La réforme de l'éducation prioritaire à la peine
D'autres ministères, pourtant concernés par la politique de la ville, traînent des pieds : l'Intérieur, l'Education nationale, l'Enseignement supérieur et la Recherche, l'Economie solidaire, le Tourisme, la Culture...
La convention avec le ministère de l'Intérieur serait signée quand le gouvernement sera au clair sur sa politique d'intégration et son "dispositif de gouvernance" pour y répondre. Ce qui peut prendre un peu de temps…

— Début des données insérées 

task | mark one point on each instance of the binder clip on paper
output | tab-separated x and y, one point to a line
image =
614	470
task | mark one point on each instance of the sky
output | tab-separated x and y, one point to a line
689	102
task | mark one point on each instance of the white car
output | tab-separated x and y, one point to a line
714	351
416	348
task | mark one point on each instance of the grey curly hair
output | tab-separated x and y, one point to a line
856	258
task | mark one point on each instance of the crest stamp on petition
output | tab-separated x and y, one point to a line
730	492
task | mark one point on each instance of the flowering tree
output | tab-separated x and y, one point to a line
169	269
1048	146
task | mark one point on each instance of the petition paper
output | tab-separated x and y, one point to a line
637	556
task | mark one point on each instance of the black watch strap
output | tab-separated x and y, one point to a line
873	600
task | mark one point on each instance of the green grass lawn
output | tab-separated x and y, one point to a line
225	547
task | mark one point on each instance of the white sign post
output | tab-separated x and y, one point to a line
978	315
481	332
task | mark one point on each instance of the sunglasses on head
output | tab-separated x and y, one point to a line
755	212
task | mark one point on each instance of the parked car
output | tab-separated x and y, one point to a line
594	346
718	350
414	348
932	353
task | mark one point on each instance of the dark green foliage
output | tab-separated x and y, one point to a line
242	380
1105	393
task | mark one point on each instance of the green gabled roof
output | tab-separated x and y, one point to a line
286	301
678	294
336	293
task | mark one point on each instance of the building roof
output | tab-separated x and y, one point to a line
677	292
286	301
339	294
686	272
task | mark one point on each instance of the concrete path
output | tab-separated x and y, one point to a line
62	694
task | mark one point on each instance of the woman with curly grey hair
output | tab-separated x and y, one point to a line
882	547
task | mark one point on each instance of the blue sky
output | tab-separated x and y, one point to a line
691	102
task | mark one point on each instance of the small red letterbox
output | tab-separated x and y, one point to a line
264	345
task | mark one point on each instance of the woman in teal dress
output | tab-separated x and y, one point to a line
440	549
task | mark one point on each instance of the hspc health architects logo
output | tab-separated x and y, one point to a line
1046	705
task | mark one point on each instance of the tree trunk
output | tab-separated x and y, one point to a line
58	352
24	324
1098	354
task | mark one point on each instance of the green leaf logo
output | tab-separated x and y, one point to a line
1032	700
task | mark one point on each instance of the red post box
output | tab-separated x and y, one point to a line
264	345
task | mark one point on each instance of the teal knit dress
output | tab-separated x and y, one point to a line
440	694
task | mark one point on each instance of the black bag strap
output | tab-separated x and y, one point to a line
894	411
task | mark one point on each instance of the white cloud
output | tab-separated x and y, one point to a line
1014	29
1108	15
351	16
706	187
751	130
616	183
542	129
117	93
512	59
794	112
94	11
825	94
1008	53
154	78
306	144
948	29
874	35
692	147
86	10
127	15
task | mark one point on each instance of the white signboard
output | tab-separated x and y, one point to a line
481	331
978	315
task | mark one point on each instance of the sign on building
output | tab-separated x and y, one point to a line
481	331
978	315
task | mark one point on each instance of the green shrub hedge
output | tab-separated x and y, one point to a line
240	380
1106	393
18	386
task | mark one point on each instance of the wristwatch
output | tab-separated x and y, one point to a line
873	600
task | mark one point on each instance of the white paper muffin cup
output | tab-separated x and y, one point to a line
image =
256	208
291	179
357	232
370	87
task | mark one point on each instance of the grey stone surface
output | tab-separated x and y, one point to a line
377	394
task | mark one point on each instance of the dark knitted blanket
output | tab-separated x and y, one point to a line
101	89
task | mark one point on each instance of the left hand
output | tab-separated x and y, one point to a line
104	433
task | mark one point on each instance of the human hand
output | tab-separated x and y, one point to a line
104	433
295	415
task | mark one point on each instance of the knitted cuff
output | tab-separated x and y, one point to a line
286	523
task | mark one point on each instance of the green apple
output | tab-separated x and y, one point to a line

Très délicate sera la convention avec l'Education nationale. Concernant les créations de postes d'enseignants, François Lamy aimerait que 25% des 60.000 nouveaux postes, promis par François Hollande sur le quinquennat, soient fléchés vers les quartiers, ce que le ministère de Vincent Peillon serait peu enclin à accepter. Il est vrai qu'il faudrait d'abord savoir de quel "quartier" on parle. Et là, pourraient se heurter deux conceptions de la géographie prioritaire, l'une dessinée par l'Education nationale, l'autre par la Ville : un scénario que François Lamy redoute évidemment. Les Assises de l'éducation prioritaire, programmées par les deux ministères en novembre prochain (voir notre article ci-contre du 24 juillet 2013), seraient l'occasion d'annoncer et de formaliser une doctrine commune.
Valérie Liquet
(*) Plus exactement : les quartiers prioritaires seront ceux dont la population affiche des revenus inférieurs à 60% du revenu fiscal médian de référence national (soit environ 11.000 euros par an), pondéré par le revenu fiscal local de l'unité urbaine. Des territoires, qui concentrent la pauvreté mais n'étaient pas jusque-là bénéficiaires de crédits de la politique de la ville, pourraient alors y prétendre, comme des quartiers de l'agglomération de Guéret (Creuse) et de celle d'Auch (Gers). Voir notre article ci-contre du 11 juin 2013.